When you try and look around for articles, regarding encrypted emails, all you’ll find is people complaining about it’s difficulties and shortcomings. But, no one actually explains what to do if you, nevertheless, want to encrypt your emails! At best most articles will just shove some product up your face.
That’s why, after a fairly lengthy research process, I’ve decided to do just that. These are the more common ways to encrypt your email with their strengths and weaknesses. I also wrote a (somewhat rough) tutorial on how to setup OpenPGP or S/MIME in practice.
Note: What I’m referring to is end-to-end encryption, where you send an encrypted email, and the recipient decrypts it. Encryption between you and a mail server is practically a given and is setup by the mail server administrator.
Encryption and signature§
Unless stated otherwise, all of the listed encryption (and signature) schemes work by utilizing public-key cryptography.
In brief, if you are sending an encrypted email, the recipient needs to have generated a public and private key pair. Then you need to have acquired their public key. Finally, if you want to send them an encrypted email:
- You encrypt your email with their public key
- The recipient decrypts your message with their private key
And if someone wants to send you an encrypted email, you need to generate a public and private key pair, share your public key with them, and when you receive the message, decrypt it with your private key.
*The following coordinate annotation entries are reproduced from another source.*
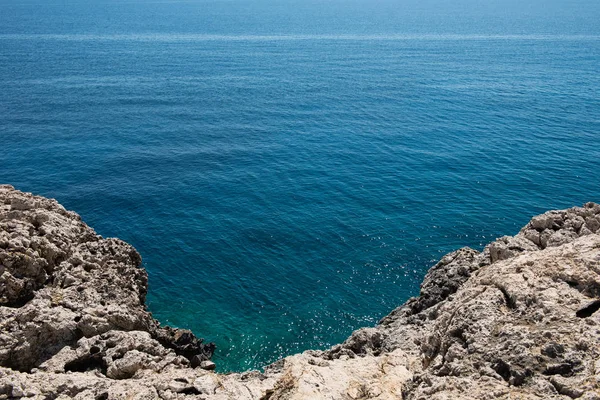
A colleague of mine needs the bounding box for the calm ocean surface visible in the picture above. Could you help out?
[0,0,600,371]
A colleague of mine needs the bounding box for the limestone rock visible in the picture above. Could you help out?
[0,185,600,400]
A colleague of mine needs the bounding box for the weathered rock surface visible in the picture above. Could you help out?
[0,186,600,400]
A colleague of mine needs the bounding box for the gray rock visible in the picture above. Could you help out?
[0,185,600,400]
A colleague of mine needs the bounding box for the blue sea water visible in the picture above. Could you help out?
[0,0,600,371]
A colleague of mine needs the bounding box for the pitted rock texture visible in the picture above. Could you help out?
[0,186,600,400]
[0,185,213,372]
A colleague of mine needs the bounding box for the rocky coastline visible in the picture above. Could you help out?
[0,185,600,400]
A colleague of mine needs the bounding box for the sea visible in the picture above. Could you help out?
[0,0,600,372]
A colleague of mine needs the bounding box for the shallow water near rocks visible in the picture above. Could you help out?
[0,0,600,371]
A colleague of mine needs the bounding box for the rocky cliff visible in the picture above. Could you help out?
[0,185,600,400]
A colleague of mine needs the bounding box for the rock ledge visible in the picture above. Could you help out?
[0,185,600,400]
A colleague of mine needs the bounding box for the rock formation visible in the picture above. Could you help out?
[0,186,600,400]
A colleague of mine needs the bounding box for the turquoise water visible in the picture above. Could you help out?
[0,0,600,371]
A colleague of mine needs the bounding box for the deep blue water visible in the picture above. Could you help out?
[0,0,600,371]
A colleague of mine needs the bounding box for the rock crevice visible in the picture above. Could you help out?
[0,185,600,400]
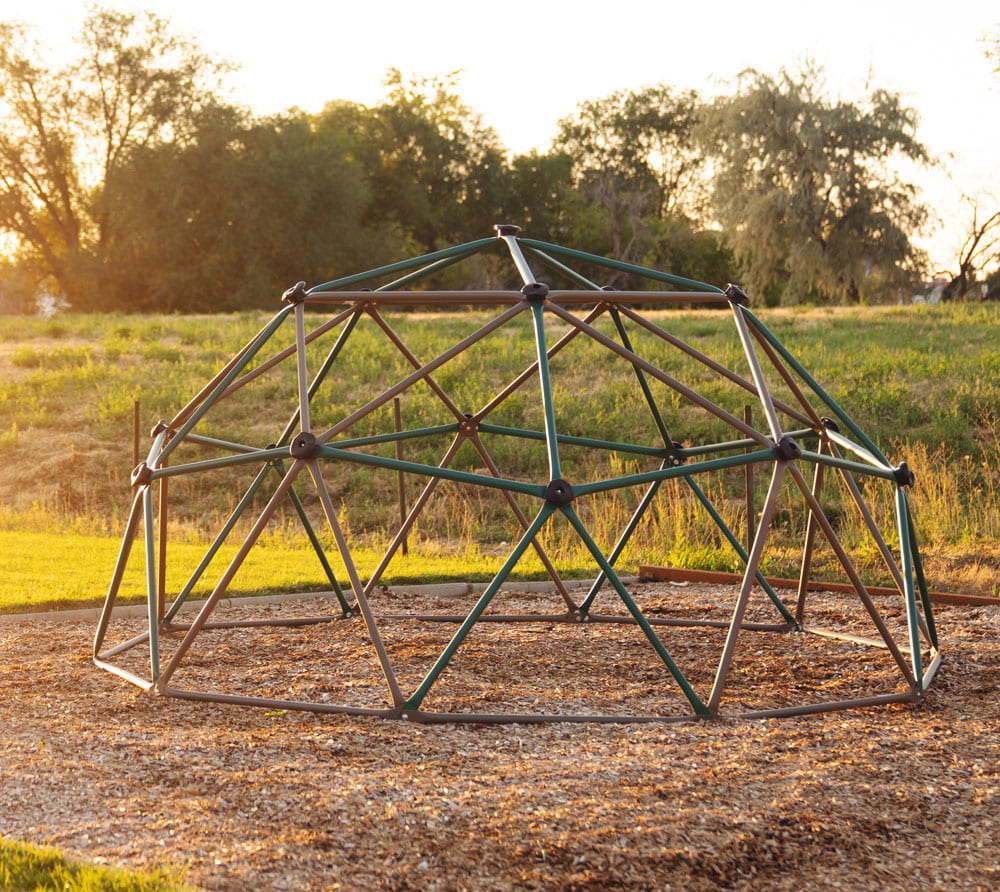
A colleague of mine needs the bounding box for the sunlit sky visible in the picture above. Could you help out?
[0,0,1000,267]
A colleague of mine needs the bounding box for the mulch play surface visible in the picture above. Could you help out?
[0,584,1000,892]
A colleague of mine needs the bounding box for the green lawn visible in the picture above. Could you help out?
[0,839,196,892]
[0,530,573,613]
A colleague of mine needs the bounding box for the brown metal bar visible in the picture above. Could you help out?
[732,303,785,443]
[306,459,405,706]
[365,432,465,595]
[639,564,1000,606]
[749,325,823,430]
[605,304,818,428]
[217,307,359,404]
[789,465,916,685]
[304,289,731,307]
[317,301,528,445]
[392,396,409,557]
[472,304,607,421]
[708,462,788,715]
[546,303,773,446]
[157,461,303,690]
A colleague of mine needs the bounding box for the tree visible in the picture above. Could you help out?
[942,201,1000,300]
[701,63,927,303]
[554,86,702,272]
[0,10,224,309]
[334,68,505,250]
[108,106,401,312]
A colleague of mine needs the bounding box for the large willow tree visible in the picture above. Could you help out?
[702,65,927,303]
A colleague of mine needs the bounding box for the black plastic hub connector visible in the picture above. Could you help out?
[521,282,549,304]
[774,437,802,461]
[726,282,750,306]
[892,461,917,486]
[545,479,575,505]
[288,431,316,459]
[281,282,309,304]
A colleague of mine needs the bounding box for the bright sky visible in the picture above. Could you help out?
[7,0,1000,266]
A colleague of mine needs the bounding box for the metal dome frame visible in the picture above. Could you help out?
[93,225,940,722]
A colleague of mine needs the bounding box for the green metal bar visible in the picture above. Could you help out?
[142,486,166,683]
[157,306,293,464]
[896,486,924,690]
[580,474,663,616]
[743,307,889,465]
[573,449,774,496]
[304,460,403,707]
[531,302,562,480]
[708,461,792,715]
[164,465,269,622]
[560,505,709,716]
[329,422,460,449]
[521,241,603,291]
[187,434,259,453]
[677,429,819,459]
[404,502,555,709]
[478,423,669,458]
[518,238,728,292]
[548,302,767,445]
[307,236,496,294]
[786,462,916,686]
[318,300,526,443]
[315,445,545,498]
[150,450,288,480]
[375,239,484,293]
[903,499,939,649]
[802,449,896,481]
[618,305,819,430]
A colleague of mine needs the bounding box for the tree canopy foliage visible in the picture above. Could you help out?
[702,66,927,303]
[0,9,944,312]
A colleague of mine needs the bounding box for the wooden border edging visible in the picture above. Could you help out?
[639,565,1000,607]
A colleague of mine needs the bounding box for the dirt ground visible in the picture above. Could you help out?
[0,586,1000,892]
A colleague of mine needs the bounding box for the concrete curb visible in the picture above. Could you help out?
[0,576,639,624]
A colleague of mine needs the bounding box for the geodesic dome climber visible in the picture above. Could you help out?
[94,225,940,722]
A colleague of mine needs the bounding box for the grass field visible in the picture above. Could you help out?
[0,304,1000,610]
[0,839,195,892]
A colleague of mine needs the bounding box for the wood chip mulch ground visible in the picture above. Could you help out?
[0,585,1000,892]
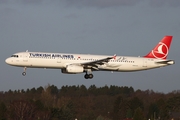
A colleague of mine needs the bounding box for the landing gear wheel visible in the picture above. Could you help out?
[22,72,26,76]
[88,74,93,79]
[84,74,93,79]
[84,74,89,79]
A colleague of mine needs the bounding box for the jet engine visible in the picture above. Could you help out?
[61,65,84,74]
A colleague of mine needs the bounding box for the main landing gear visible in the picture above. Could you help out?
[84,70,93,79]
[22,67,27,76]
Every email you send can be digitally signed (not to be confused with electronic signatures), meaning the message is (cryptographically) “signed”, and with this signature, the recipient can check if the message was changed during transit. Digital signatures also use public-key cryptography, but the other way around:
- You sign your email with your private key
- Then the recipient verifies your message with your public key.
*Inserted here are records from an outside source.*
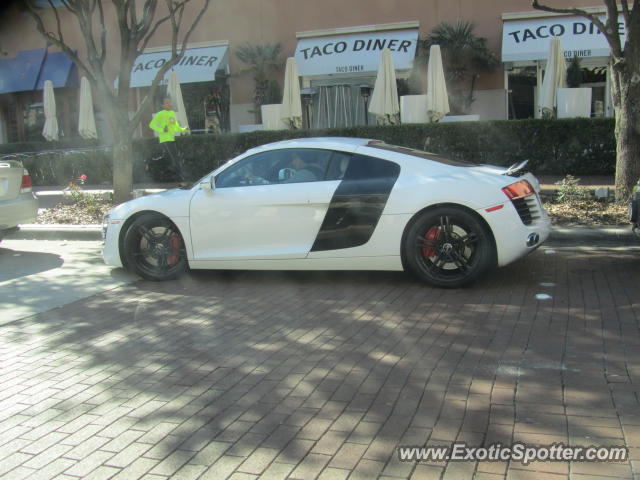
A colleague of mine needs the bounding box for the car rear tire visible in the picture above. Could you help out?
[404,207,496,288]
[123,213,187,281]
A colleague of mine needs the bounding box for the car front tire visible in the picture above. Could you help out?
[123,213,187,281]
[404,206,496,288]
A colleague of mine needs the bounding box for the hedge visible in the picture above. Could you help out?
[0,119,616,185]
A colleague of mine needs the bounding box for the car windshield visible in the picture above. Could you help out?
[368,142,477,167]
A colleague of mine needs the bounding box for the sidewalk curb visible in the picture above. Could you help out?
[5,224,102,241]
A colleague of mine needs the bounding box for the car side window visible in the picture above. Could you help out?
[216,148,333,188]
[216,150,282,188]
[278,148,332,183]
[327,152,352,180]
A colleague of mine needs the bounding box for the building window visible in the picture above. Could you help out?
[509,66,537,120]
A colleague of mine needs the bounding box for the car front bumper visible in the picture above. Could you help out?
[0,192,38,230]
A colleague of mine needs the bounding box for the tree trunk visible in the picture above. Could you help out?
[611,64,640,203]
[113,117,133,205]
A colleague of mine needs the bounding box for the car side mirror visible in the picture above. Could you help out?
[200,175,216,192]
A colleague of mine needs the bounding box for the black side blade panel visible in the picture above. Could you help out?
[311,155,400,252]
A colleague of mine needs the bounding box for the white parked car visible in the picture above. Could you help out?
[0,159,38,240]
[103,138,550,287]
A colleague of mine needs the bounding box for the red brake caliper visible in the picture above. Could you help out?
[167,233,182,265]
[422,227,442,258]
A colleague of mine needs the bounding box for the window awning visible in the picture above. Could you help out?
[502,16,625,62]
[0,48,78,93]
[0,48,47,93]
[295,29,418,76]
[131,45,228,87]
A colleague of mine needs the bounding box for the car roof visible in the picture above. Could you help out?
[247,137,371,153]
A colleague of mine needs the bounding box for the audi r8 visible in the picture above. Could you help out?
[103,138,550,287]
This might sound a bit complicated, but all you need to worry about is you and the recipient generating these public-private key pairs, exchanging public keys, and your email client should handle the rest. And if you use a tool like pEp, the creation and exchange of keys can be easily automated.
By far, the most popular way to encrypt your emails is with OpenPGP. PGP is the original program which implemented the encryption scheme, while OpenPGP is the standard/encryption scheme, which was created from PGP (so when I say OpenPGP, I mean a program that implements OpenPGP).
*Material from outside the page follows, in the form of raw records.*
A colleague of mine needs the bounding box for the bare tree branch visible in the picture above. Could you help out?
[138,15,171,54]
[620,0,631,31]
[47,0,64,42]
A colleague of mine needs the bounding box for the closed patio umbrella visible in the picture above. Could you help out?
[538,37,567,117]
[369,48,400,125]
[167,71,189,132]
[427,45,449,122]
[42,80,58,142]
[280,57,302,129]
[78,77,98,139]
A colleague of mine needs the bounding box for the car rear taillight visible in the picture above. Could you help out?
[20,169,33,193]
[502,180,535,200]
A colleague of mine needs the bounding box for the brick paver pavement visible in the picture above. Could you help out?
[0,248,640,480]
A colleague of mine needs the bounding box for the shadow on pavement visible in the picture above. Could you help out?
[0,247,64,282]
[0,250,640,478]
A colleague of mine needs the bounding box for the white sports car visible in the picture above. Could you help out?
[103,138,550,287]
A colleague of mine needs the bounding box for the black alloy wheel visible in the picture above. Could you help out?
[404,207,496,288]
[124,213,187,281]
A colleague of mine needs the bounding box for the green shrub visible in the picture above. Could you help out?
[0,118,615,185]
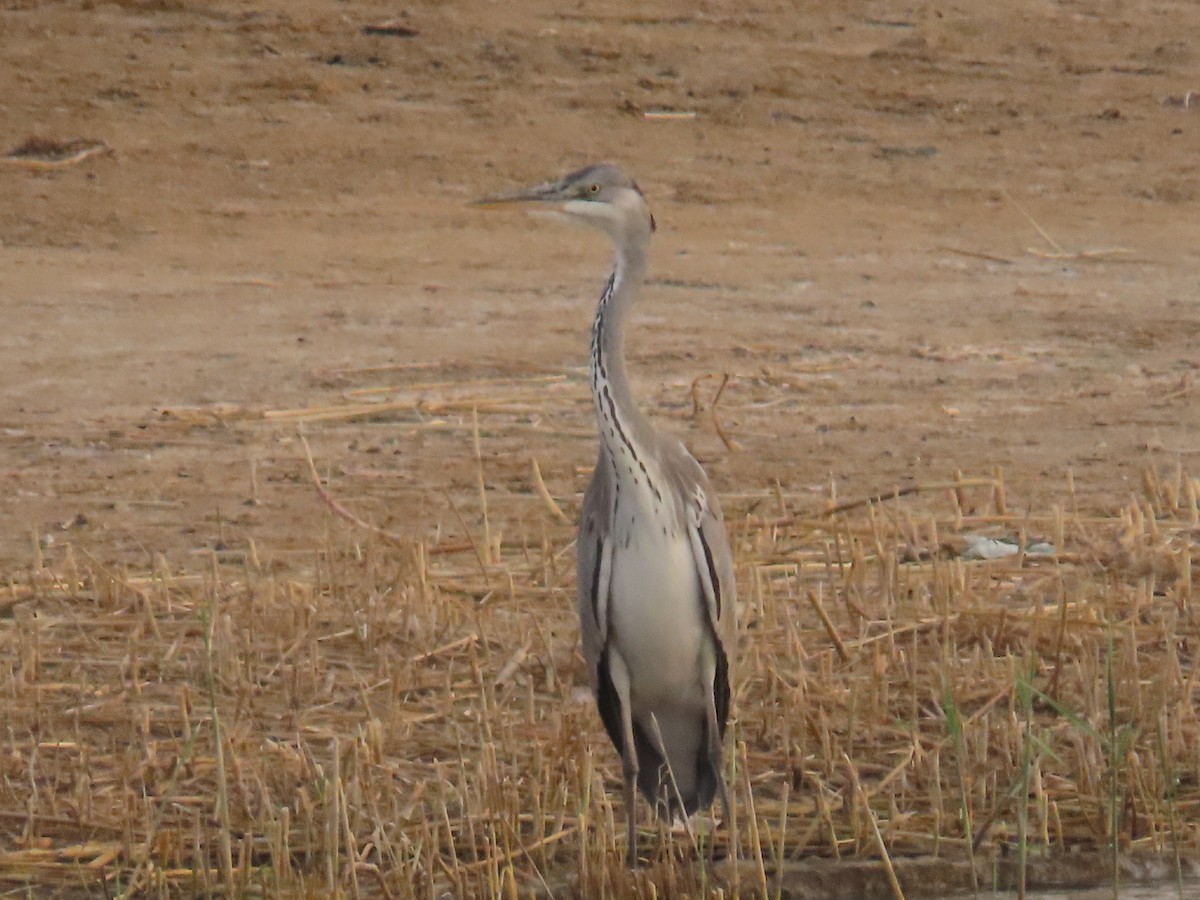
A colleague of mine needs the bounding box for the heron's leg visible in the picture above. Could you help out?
[650,713,696,847]
[704,673,738,862]
[608,648,638,869]
[704,690,733,823]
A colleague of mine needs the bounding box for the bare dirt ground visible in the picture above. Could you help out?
[0,1,1200,566]
[0,0,1200,897]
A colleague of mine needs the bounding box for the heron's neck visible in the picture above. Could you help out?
[590,247,653,457]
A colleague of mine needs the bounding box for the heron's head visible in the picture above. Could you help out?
[479,163,654,242]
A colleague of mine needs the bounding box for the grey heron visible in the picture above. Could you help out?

By design, it relies on a web of trust, the idea being, different people sign each others public keys (sometimes at key signing parties), and you know that a specific key corresponds to a specific person, only when a large amount of people have signed it.
OpenPGP divides the security community quite a lot, some abolish it while other still defend it, but at the end of the day, it’s very widespread and if someone encrypts their email, chances are it’s with OpenPGP (unless they’re in a business, where S/MIME rules).
There are two main ways to encrypt an email with OpenPGP:
The first is called “PGP/Inline”, with which you encrypt only the message itself. That’s it. And there are other limitations too, to name a few:
- You can’t encrypt attachments, period.
- Your message can only be plain ASCII text characters. So any Unicode character (probably) won’t work, and HTML messages are out of the question.
Though, it’s not all bad. If you can survive only sending text to other people, PGP/Inline might be a better option:
- It’s much easier to work with, you can directly copy the encrypted PGP message and decrypt it however you like
- The other option, PGP/MIME, is much harder to implement properly and there have been cases where it’s implementation is flawed
“PGP/MIME” is the second option. As it’s name suggests, you can encrypt MIME data with PGP, which by definition means it supports any content type. This includes:
- Support for Unicode characters and HTML messages
- Attachments of any type
- Delivery status report
Basically, any multipart subtype. Also, I should mention, the message structure and all metadata is hidden by design.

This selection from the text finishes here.